Prism: Symbolic Superoptimization of Tensor Programs
Prism uses sGraph for symbolic superoptimization of tensor programs, achieving up to 2.2x speedup.
Key Findings
Methodology
Prism employs sGraph, a symbolic hierarchical representation, to achieve superoptimization of tensor programs. sGraph compactly encodes large classes of tensor programs by symbolically representing execution parameters. Prism organizes optimization as a two-level search: constructing symbolic graphs representing program families and instantiating them into concrete implementations. This enables structured pruning of provably suboptimal regions using symbolic reasoning over operator semantics, algebraic identities, and hardware constraints. Key techniques include efficient symbolic graph generation, equivalence verification via e-graph rewriting, and parameter instantiation through auto-tuning.
Key Results
- Prism achieves up to 2.2x speedup over the best superoptimizers and 4.9x over the best compiler-based approaches on five commonly used LLM workloads, while reducing end-to-end optimization time by up to 3.4x.
- Through symbolic reasoning, Prism effectively prunes the search space, handling complex optimization problems that traditional enumeration methods cannot.

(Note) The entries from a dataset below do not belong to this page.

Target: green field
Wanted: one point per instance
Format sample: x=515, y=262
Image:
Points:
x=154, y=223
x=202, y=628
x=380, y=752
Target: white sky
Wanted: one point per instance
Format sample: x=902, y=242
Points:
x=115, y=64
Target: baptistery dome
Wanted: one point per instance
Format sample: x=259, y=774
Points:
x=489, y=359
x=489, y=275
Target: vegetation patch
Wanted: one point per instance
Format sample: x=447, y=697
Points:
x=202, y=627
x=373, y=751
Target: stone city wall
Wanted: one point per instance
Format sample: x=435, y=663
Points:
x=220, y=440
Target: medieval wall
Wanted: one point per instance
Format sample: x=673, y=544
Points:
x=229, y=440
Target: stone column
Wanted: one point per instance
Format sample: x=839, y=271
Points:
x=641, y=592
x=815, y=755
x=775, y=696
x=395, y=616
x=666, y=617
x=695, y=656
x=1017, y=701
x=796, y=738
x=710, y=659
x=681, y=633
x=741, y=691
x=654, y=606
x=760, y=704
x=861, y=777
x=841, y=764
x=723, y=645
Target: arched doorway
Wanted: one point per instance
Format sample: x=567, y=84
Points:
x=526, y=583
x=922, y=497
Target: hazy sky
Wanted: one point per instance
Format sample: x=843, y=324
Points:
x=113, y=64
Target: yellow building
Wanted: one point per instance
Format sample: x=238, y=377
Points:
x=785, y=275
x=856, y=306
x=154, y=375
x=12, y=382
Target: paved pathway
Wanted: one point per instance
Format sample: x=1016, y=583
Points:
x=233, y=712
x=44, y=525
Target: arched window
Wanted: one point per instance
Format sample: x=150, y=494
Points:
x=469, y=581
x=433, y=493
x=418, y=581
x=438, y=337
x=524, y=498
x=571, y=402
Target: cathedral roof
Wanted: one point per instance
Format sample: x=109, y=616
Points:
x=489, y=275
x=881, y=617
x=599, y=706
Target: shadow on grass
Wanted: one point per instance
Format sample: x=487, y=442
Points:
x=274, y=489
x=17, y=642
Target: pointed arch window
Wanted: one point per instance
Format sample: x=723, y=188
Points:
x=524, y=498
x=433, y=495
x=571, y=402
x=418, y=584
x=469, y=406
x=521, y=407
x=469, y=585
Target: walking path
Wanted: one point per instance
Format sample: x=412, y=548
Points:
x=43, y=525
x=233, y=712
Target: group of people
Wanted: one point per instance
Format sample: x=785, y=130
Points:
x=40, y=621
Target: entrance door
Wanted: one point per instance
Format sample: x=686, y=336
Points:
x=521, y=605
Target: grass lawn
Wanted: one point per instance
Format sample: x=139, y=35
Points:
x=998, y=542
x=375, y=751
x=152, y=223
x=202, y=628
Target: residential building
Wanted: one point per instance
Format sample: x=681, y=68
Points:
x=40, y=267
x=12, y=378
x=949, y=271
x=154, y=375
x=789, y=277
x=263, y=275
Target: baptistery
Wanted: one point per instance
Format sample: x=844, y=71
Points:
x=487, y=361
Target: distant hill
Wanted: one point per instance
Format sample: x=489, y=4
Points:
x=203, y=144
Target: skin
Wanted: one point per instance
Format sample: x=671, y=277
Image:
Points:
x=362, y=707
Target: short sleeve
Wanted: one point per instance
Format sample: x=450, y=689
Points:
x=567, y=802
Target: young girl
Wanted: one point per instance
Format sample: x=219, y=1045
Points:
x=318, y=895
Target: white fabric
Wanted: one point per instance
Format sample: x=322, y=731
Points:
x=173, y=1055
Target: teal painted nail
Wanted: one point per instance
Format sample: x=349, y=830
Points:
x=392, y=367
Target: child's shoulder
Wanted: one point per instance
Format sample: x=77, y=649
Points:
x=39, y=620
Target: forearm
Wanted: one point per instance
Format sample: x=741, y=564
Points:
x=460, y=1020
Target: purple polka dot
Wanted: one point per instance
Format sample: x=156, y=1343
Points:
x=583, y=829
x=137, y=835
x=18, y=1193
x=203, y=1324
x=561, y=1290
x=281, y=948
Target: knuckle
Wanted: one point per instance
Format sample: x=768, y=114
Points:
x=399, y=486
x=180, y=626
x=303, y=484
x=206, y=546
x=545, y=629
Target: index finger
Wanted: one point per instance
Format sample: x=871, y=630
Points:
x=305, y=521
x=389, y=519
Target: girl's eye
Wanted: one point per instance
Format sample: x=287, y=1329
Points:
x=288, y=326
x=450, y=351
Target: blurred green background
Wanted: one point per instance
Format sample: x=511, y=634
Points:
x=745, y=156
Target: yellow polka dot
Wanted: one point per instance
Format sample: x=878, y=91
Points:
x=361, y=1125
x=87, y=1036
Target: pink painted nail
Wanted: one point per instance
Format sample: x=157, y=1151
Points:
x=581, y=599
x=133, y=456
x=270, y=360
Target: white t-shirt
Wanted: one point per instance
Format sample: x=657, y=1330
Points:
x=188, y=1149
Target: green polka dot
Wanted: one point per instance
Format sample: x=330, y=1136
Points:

- Prism preserves optimality guarantees; its pruning process is sound and does not eliminate optimal solutions.
Significance
Prism significantly enhances the execution efficiency of tensor programs, particularly in modern ML workloads. By leveraging symbolic superoptimization, Prism automatically discovers efficient tensor program implementations, reducing reliance on manually designed rules. This decreases engineering effort for supporting new operators or hardware targets and expands the optimization space to capture combinatorial interactions that human intuition might miss.
Technical Contribution
Prism introduces sGraph, a symbolic representation that organizes the search space without concretely enumerating candidate programs. Compared to existing enumeration and sampling methods, Prism explores larger search spaces and discovers higher-quality optimizations. Additionally, Prism achieves structured pruning through symbolic reasoning, ensuring optimality guarantees.
Novelty
Prism is the first symbolic superoptimizer for tensor programs, introducing sGraph to compactly encode program families. Unlike existing enumeration and sampling methods, Prism achieves more efficient search and pruning through symbolic reasoning.
Limitations
- Prism may have limitations in handling specific complex hardware constraints, as these constraints might not be effectively expressed and pruned through symbolic reasoning.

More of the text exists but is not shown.